I just Facebooked the very funny article at The Verge about this year's incredibly ill-conceived Consumer Electronics Show keynote. (Update: There's now video!)
That inspired a friend to offer The Blaze describing a TED talk gone mad. And that reminded me of one of the most memorable corporate presentations I ever attended.
At the Computer Game Developers' Conference in 1995, Microsoft arranged a big presentation of their new graphics engine that would be bundled in Windows 95. They were renting out Six Flags for us for the night. But we had to sit through their propaganda first.
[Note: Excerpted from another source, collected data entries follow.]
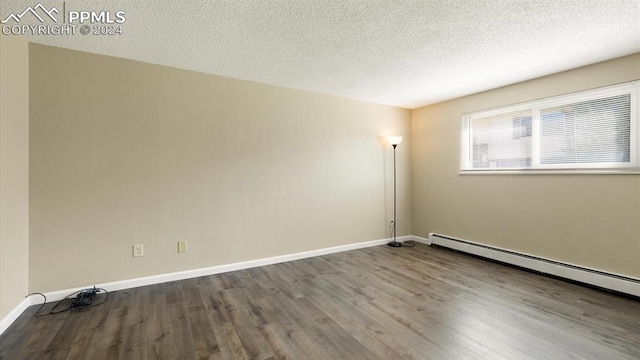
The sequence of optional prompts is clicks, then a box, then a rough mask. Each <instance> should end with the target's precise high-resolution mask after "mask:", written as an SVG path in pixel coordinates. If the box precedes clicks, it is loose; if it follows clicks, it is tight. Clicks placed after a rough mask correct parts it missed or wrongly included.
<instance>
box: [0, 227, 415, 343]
mask: <svg viewBox="0 0 640 360" xmlns="http://www.w3.org/2000/svg"><path fill="white" fill-rule="evenodd" d="M412 239H413V238H412V236H410V235H407V236H400V237H398V238H397V240H398V241H407V240H412ZM389 241H391V239H380V240H372V241H364V242H359V243H354V244H347V245H340V246H334V247H329V248H324V249H317V250H311V251H304V252H299V253H293V254H287V255H281V256H274V257H269V258H264V259H257V260H249V261H242V262H237V263H232V264H225V265H217V266H211V267H207V268H201V269H194V270H186V271H179V272H173V273H167V274H160V275H153V276H146V277H140V278H134V279H127V280H121V281H114V282H109V283H104V284H91V285H87V286H82V287H77V288H71V289H64V290H56V291H50V292H47V293H44V295H45V296H46V297H47V302H52V301H60V300H62V299H64V298H65V297H66V296H68V295H69V294H73V293H74V292H76V291H79V290H82V289H87V288H92V287H93V286H94V285H95V286H96V287H99V288H103V289H105V290H107V291H110V292H111V291H118V290H125V289H131V288H136V287H140V286H147V285H154V284H161V283H165V282H169V281H176V280H184V279H191V278H195V277H200V276H207V275H215V274H221V273H225V272H230V271H236V270H243V269H250V268H254V267H258V266H265V265H272V264H278V263H283V262H287V261H293V260H299V259H305V258H310V257H314V256H321V255H327V254H333V253H339V252H343V251H349V250H356V249H362V248H367V247H371V246H377V245H383V244H386V243H388V242H389ZM42 300H43V299H42V297H41V296H30V297H29V298H27V299H25V300H23V301H22V302H21V303H20V305H18V306H17V307H16V308H15V309H14V310H12V311H11V312H10V313H9V314H8V315H7V316H5V317H4V318H3V319H2V320H1V321H0V335H1V334H2V333H3V332H4V331H5V330H6V329H7V328H8V327H9V326H10V325H11V324H12V323H13V322H14V321H15V320H16V319H17V318H18V317H19V316H20V315H21V314H22V313H23V312H24V311H25V310H26V309H27V307H29V306H31V305H36V304H41V303H42Z"/></svg>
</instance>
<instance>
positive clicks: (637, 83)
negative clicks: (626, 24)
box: [460, 80, 640, 174]
mask: <svg viewBox="0 0 640 360" xmlns="http://www.w3.org/2000/svg"><path fill="white" fill-rule="evenodd" d="M639 93H640V81H639V80H635V81H631V82H626V83H622V84H617V85H612V86H605V87H601V88H596V89H590V90H585V91H579V92H574V93H569V94H563V95H558V96H553V97H548V98H542V99H537V100H533V101H527V102H523V103H519V104H514V105H507V106H502V107H497V108H493V109H487V110H481V111H474V112H469V113H464V114H463V115H462V125H461V129H462V130H461V144H460V174H549V173H562V174H585V173H598V174H608V173H613V174H640V116H639V115H640V113H639V111H640V110H639V109H638V108H639V107H640V98H639V96H640V95H639ZM626 94H629V96H630V131H629V136H630V143H629V152H630V154H629V155H630V158H629V162H606V163H604V162H600V163H579V164H576V163H564V164H541V162H540V143H541V137H540V131H541V130H540V129H541V127H540V119H541V115H540V114H541V110H543V109H547V108H552V107H554V106H560V105H570V104H575V103H579V102H584V101H591V100H596V99H603V98H608V97H614V96H619V95H626ZM529 109H530V110H531V115H532V119H531V127H532V128H531V144H532V145H531V166H527V167H513V168H473V152H472V150H473V137H472V136H473V134H472V132H471V128H472V126H471V125H472V122H473V120H474V119H478V118H486V117H488V116H494V115H499V114H506V113H510V112H516V111H523V110H529Z"/></svg>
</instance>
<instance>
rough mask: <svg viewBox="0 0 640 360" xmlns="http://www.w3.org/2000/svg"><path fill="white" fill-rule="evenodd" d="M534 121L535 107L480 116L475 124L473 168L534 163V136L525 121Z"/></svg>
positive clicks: (471, 125) (506, 167) (509, 165)
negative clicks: (516, 110)
mask: <svg viewBox="0 0 640 360" xmlns="http://www.w3.org/2000/svg"><path fill="white" fill-rule="evenodd" d="M524 119H528V122H529V124H530V123H531V110H530V109H528V110H521V111H512V112H508V113H501V114H495V115H489V116H486V117H479V118H476V119H474V121H473V122H472V123H471V133H472V134H473V137H472V143H473V149H472V150H473V167H474V168H478V169H487V168H490V169H495V168H523V167H528V166H531V136H528V137H527V136H526V135H525V136H523V135H524V134H526V132H527V130H523V129H522V122H525V121H527V120H524Z"/></svg>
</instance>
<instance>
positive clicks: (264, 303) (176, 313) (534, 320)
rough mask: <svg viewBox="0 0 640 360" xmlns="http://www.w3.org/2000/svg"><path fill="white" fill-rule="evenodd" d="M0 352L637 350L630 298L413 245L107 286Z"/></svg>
mask: <svg viewBox="0 0 640 360" xmlns="http://www.w3.org/2000/svg"><path fill="white" fill-rule="evenodd" d="M36 310H37V306H34V307H31V308H29V309H28V310H27V311H26V312H25V313H24V314H23V315H22V316H21V317H20V318H19V319H18V320H16V322H15V323H14V324H13V325H12V326H11V327H10V328H9V329H7V331H6V332H5V333H4V334H3V335H2V336H1V337H0V342H1V343H0V358H2V359H127V360H129V359H304V360H306V359H332V360H333V359H385V360H388V359H492V360H493V359H518V360H521V359H545V360H548V359H598V360H604V359H635V360H637V359H640V301H638V300H637V299H631V298H626V297H622V296H617V295H614V294H611V293H607V292H602V291H598V290H594V289H590V288H586V287H582V286H579V285H575V284H571V283H567V282H563V281H560V280H557V279H553V278H548V277H544V276H540V275H537V274H533V273H530V272H526V271H522V270H519V269H515V268H511V267H508V266H503V265H500V264H496V263H492V262H488V261H485V260H482V259H478V258H474V257H470V256H467V255H463V254H460V253H456V252H452V251H449V250H446V249H443V248H437V247H429V246H426V245H421V244H417V245H416V246H415V247H413V248H390V247H387V246H384V245H383V246H378V247H373V248H367V249H361V250H354V251H349V252H343V253H338V254H332V255H326V256H321V257H316V258H310V259H305V260H298V261H294V262H289V263H283V264H277V265H270V266H264V267H260V268H254V269H249V270H242V271H236V272H232V273H226V274H220V275H213V276H206V277H201V278H196V279H190V280H183V281H176V282H171V283H165V284H160V285H153V286H146V287H141V288H136V289H130V290H124V291H118V292H114V293H111V294H110V298H109V301H108V302H107V303H105V304H103V305H100V306H97V307H93V308H86V309H82V308H79V309H76V310H73V311H71V312H66V313H62V314H58V315H53V316H45V317H39V318H35V317H33V314H34V312H35V311H36Z"/></svg>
There were two kinds of developers in that room. There were developers who had worked on games in Microsoft DOS or Windows ... mostly DOS since even sedate turn-based games had trouble getting good enough performance in slow, buggy, crashy Windows 3.1. (That included me, sort of; I was a producer, not a programmer, so I knew the headaches by the transitive property.) Then there were developers who refused to work on games for the PC. Both groups had reason to hate Microsoft. The mood in the presentation theater was not receptive.
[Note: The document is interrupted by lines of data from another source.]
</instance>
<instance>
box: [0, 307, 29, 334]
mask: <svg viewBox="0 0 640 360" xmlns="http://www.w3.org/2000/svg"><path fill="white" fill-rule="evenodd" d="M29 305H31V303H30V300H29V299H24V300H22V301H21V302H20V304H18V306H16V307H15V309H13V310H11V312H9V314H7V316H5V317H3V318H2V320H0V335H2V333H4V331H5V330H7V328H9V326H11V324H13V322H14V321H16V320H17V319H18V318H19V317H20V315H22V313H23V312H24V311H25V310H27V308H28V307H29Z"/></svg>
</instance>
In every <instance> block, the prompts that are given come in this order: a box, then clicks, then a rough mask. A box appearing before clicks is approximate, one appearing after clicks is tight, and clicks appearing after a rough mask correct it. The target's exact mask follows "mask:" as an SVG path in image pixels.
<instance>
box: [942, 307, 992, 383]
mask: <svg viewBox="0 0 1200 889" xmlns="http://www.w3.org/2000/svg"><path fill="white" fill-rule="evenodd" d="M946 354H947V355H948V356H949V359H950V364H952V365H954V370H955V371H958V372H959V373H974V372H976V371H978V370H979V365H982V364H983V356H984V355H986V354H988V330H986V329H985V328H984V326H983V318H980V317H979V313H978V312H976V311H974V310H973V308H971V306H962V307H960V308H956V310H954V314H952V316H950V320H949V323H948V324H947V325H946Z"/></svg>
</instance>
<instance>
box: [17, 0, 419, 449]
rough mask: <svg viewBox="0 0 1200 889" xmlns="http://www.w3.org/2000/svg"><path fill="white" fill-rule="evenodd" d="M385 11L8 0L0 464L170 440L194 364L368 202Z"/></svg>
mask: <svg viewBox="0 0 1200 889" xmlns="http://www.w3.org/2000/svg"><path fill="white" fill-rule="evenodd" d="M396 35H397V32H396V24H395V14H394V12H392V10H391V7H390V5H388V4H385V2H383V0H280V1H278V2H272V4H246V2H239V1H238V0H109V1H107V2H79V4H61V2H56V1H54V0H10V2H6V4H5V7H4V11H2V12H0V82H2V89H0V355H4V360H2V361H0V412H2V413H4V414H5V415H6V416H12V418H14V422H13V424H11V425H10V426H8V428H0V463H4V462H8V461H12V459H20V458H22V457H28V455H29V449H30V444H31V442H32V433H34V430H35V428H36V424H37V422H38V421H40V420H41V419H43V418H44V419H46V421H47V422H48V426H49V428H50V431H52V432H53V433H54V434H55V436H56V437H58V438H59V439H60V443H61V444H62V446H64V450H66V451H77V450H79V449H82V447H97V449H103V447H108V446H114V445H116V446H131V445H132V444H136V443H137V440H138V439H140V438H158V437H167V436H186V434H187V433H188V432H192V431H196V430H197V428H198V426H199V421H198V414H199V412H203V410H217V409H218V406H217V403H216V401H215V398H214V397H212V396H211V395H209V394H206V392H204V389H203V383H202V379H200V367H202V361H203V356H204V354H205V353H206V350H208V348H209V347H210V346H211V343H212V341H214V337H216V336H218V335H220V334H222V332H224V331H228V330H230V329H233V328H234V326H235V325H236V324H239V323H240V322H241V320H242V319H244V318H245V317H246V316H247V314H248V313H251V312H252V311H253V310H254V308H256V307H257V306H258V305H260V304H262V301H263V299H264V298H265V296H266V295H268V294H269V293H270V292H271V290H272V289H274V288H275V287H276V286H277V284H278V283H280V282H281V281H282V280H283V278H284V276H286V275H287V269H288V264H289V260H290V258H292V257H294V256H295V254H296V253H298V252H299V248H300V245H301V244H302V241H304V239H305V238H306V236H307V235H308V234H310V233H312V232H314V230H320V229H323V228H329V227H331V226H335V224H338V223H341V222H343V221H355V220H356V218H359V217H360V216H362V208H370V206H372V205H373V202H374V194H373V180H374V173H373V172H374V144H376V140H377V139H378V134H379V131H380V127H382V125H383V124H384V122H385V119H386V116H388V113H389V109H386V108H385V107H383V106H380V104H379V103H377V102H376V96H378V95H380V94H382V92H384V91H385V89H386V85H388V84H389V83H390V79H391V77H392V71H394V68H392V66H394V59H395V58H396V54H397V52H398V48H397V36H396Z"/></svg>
Just let us ride the roller coasters.
The Microsoft guy was tinkering with his PC as we came in, and then he started giving us a PowerPoint presentation. Two slides in, his computer crashes and he has to reboot. Laughter and jeers, but with a little note of sympathy; we'd been there.
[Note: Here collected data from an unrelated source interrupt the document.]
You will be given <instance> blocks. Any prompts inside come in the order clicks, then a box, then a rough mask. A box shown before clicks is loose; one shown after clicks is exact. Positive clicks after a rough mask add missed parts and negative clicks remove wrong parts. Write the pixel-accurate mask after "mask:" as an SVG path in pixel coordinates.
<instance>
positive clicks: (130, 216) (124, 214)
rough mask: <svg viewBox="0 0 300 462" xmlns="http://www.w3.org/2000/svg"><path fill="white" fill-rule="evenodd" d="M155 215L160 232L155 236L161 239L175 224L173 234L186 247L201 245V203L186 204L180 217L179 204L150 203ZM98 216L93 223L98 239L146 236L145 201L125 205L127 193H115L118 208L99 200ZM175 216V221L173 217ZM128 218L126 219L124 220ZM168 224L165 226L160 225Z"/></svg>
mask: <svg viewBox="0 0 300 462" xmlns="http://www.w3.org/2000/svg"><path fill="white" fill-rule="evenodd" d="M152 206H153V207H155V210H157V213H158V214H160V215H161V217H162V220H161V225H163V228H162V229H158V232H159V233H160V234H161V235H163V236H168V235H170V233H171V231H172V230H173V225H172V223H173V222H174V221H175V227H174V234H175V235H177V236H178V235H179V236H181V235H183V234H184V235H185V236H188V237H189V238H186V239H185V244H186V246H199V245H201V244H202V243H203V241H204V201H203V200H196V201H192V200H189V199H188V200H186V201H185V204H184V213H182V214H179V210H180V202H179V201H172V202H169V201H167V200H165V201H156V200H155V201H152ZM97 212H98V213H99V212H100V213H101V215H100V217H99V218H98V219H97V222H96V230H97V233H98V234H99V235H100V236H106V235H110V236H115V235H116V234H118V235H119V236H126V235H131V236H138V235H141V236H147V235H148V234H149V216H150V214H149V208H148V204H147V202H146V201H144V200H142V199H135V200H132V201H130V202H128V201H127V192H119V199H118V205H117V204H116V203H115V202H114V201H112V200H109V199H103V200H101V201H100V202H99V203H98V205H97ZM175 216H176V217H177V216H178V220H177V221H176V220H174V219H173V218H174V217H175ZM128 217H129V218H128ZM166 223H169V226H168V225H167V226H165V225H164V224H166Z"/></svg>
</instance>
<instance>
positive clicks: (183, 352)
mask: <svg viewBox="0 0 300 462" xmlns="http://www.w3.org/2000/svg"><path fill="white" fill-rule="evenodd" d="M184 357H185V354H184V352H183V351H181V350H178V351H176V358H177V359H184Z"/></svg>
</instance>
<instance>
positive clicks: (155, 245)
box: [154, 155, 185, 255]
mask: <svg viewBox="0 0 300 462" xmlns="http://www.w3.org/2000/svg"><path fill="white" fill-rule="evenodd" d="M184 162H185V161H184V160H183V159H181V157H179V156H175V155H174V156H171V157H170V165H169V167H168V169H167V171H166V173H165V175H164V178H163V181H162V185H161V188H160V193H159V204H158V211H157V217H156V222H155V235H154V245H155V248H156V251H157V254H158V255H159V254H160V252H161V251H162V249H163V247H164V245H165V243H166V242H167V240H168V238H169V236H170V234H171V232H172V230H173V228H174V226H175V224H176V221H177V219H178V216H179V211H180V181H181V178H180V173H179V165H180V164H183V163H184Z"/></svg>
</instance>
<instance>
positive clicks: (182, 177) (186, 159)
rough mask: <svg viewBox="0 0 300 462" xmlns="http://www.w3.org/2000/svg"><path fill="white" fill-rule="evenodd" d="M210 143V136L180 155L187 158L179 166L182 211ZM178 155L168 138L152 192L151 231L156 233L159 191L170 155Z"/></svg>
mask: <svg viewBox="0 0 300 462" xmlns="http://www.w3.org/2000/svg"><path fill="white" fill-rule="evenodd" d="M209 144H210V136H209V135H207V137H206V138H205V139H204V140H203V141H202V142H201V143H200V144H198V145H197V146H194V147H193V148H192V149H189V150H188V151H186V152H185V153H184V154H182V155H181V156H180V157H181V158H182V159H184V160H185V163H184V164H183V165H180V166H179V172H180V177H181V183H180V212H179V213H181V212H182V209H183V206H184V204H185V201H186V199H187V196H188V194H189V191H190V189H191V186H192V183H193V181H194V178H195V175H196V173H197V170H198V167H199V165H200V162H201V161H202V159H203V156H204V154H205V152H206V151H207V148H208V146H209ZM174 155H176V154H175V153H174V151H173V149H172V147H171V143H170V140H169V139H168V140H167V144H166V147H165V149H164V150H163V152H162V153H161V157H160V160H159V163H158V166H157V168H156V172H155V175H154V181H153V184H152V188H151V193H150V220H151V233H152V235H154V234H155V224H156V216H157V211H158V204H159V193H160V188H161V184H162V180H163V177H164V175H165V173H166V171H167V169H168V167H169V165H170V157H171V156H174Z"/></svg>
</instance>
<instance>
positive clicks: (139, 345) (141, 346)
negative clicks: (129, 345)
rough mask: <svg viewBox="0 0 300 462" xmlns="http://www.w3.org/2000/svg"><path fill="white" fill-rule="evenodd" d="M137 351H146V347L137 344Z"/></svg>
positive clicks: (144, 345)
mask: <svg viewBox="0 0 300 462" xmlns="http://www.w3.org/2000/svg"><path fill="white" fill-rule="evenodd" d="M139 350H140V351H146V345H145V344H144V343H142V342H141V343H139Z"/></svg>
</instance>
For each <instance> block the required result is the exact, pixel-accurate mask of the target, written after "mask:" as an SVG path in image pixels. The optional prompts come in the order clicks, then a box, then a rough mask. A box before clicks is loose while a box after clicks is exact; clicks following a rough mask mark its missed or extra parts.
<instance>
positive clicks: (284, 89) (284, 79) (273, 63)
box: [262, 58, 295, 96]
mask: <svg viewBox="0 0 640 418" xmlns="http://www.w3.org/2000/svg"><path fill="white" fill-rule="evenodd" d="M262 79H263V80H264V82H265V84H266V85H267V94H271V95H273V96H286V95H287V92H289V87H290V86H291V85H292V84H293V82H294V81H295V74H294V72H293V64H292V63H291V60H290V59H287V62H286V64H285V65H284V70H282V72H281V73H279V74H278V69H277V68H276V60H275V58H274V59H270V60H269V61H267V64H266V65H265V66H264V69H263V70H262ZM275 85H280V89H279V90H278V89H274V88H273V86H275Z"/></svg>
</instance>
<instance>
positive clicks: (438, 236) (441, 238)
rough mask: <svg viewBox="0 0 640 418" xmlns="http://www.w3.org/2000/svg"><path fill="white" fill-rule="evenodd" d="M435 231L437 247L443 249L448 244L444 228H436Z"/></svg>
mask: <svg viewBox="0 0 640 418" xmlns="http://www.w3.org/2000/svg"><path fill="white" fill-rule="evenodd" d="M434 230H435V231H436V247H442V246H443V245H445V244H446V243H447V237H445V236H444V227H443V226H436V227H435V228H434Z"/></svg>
Unfazed, the presenter continued his rap. His computer came back up. He re-opens his presentation file. Weird artifacts go kablooey all over his screen. The laughter really comes this time. The guy looks a little shaken, and calls to the wings for one of his colleagues. The presenter talks while his buddy tinkers with his computer. The guy tinkering with his computer waves to someone offstage, and a second guy comes out to help him. More chuckles from the audience.
The presenter starts talking about the meaty stuff: memory allocation, frame rates, et cetera. It's sounding kind of sexy, but we'd all heard BS promises from Microsoft before. I didn't even notice when the third guy came out in a lab coat. I did notice the fourth guy, who had a lab coat and goggles. The presenter keeps talking, as if nothing weird were going on, but the audience is starting to catch on. There's a fifth guy: lab coat, goggles, and Einstein hair. These guys are now brandishing strange-looking tools and waving their arms at each other as smoke pours out of the computer.
The presenter goes to the computer and hits a key. The smoke stops, the display goes back to normal, the mad scientists retreat back to the wings.
Fifteen seconds later, there's a computer running fast game graphics in a movable, resizable window, native in Windows. Inconceivable at the time.
A thousand developers applauded as hard as they could, whooping and stamping their feet.